今日は、あるご夫婦の素敵なお話をします。

 

そのご夫婦の年齢は、男性70歳、女性90歳です。

えーっ、と驚きですよね。20歳も年齢が離れていて、ましてや男性の方が年下です。

しかも、2,3年前に結婚した新婚さんです。

 

普段の生活を見てみますと、女性がお台所を任されていて、男性は手伝えることがあれば手伝います。

女性が味付けを問うと、男性はもう少し濃いほうがいいといいます。女性は「あら、そう?」と不本意ながらも男性の意見に従います。

 

女性は男性に従うことを良しとして、男性は女性をそれとなく支える、そんな関係が穏やかな日常を生み出しています。

 

男性が現役だった頃の仕事は、NPOで海外に赴任していました。

女性は日本でボランティアでもされていたのでしょう、その関係から知り合われたのだと思います。

 

今、お二人が目標としていることがあるそうです。

一つの街を作りたい、コミュニティの特性を持った街を作りたい、と言っておられました。とても広い視野を持ったお二人です、目標が大きいです。

 

そんなお二人が毎日楽しみにしていることがあります。

就寝時に、男性が女性の肩を引き寄せて、頭を上から手で撫でおろしながら

 

「きょうはありがとうね、ありがとう」

 

と何度も何度も言うそうです。

 

「年齢は全然関係ない、魂を見ているんです、魂を」

 

と男性は言われます。

女性にとっては、この上ない、人間みょうりに尽きるほめ言葉ですね。

私も死ぬまでには、一度は聞きたい言葉です。

 

そんなお二人の余談です。

夏の暑い日に、女性が「帽子が欲しい」と言ったそうです。

男性は、夏だから麦わら帽子ぐらいのものは必要だろう、と思って二人でデパートに行き、女性に帽子を選ばせました。

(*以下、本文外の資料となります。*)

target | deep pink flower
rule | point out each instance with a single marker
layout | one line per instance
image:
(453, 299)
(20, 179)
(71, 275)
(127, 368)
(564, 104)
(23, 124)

女性の選んだものは麦わら帽子ではなく、どこかシックな高級そうな帽子でした。

「七千円か…少し高いけど必要なものだし」と思いつつ支払いに行くと

 

「七万円です」

 

男性は何かの間違いだろうと値札を見るのですが、やはり「0」が1個多かったのです。男性は悩みましたが、女性のために買うことにしたそうです。

 

女性はお嬢様育ちなので、お金のことはあまり深くは考えないのかもしれません。

 

価値観の違う二人ですが、それでもお互いを思いやって生きる、素敵な夫婦の姿を見せられたような気がします。